Many were suspended for hours by the arms [wrote Francesco Guicciardini's brother, Luigi]; many were cruelly bound by the genitals; many were suspended by the feet high above the road or over the river, while their tormentors threatened to cut the cord. Some were half buried in the cellars; others were nailed up in casks or villainously beaten and wounded; not a few were branded all over their persons with red-hot irons. Some were tortured by extreme thirst, others by insupportable noise and many were cruelly tortured by having their teeth brutally drawn.

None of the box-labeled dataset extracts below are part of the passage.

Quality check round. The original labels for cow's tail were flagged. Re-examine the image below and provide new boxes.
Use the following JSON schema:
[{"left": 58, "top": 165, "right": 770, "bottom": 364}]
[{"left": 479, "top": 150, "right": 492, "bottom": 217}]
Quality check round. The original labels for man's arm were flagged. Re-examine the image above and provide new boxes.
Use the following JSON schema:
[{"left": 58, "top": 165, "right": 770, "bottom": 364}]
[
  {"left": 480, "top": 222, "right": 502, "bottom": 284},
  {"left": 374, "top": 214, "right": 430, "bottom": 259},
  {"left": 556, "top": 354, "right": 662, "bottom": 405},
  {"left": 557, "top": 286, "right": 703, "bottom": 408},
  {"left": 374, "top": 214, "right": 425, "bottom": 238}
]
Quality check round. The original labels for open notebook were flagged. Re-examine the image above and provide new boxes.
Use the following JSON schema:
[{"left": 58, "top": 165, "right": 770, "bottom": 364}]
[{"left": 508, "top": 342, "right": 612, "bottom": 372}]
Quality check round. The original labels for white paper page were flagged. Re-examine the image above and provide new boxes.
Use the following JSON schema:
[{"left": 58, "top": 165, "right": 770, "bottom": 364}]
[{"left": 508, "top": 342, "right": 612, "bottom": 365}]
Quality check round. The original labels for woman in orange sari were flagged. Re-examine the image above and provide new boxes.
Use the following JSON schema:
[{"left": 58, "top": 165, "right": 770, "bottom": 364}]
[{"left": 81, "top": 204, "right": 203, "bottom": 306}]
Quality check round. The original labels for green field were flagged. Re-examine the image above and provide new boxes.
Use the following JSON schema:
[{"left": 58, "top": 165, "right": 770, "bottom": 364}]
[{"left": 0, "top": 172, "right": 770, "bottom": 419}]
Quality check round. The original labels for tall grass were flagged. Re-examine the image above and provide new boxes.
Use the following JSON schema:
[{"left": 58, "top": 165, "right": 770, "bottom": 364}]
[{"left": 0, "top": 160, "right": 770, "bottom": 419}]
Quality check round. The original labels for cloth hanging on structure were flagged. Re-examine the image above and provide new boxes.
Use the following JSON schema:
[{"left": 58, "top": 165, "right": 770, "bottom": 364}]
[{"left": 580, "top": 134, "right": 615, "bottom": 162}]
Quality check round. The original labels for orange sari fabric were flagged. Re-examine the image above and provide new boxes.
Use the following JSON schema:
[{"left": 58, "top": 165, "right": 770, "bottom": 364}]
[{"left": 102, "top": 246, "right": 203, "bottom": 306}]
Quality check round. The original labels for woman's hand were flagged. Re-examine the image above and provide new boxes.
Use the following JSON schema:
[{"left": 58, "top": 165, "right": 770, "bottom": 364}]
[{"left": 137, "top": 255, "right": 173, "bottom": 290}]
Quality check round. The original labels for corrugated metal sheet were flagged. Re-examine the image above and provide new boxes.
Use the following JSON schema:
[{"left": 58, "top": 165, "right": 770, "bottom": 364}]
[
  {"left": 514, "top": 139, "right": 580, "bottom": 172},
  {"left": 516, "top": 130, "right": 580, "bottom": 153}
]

Others again were forced to eat their own ears, or nose, or their roasted testicles and yet more were subjected to strange, unheard-of martyrdoms that move me too much even to think of, much less describe. ...
"Those who professed to support the imperial cause suffered with the rest, and none was safe from capture and demands for ransom. ... Over two thousand people, more than half of them women, who had been given refuge in the Palazzo dei SS. Apostoli, were made to pay ransom. Most officers had little authority over their men and stood by helpless when they did not condone, encourage or even participate in the atrocities: one German commander boasted his intention of eviscerating the Pope once he had laid his hands on him.
"Some priests were, indeed, eviscerated. Others were stripped naked and forced to utter blasphemies on pain of death or to take part in profane travesties of the Mass. One priest was murdered by Lutherans when he refused to administer Holy Communion to an ass. Cardinal Cajetan was dragged through the streets in chains, insulted and tortured; Cardinal Ponzetti, who was over eighty years old, shared his sufferings and, having parted with 20,000 ducats, died from the injuries inflicted upon him. Nuns, like other women, were violated, sold in the streets at auction and used as counters in games of chance. Mothers and fathers were forced to watch and even to assist at the multiple rape of their daughters. Convents became brothels into which women of the upper classes were dragged and stripped. 'Marchionesses, countesses and baronesses,' wrote the Sieur de Brantôme, 'served the unruly troops, and for long afterwards the patrician women of the city were known as "the relics of the Sack of Rome".' "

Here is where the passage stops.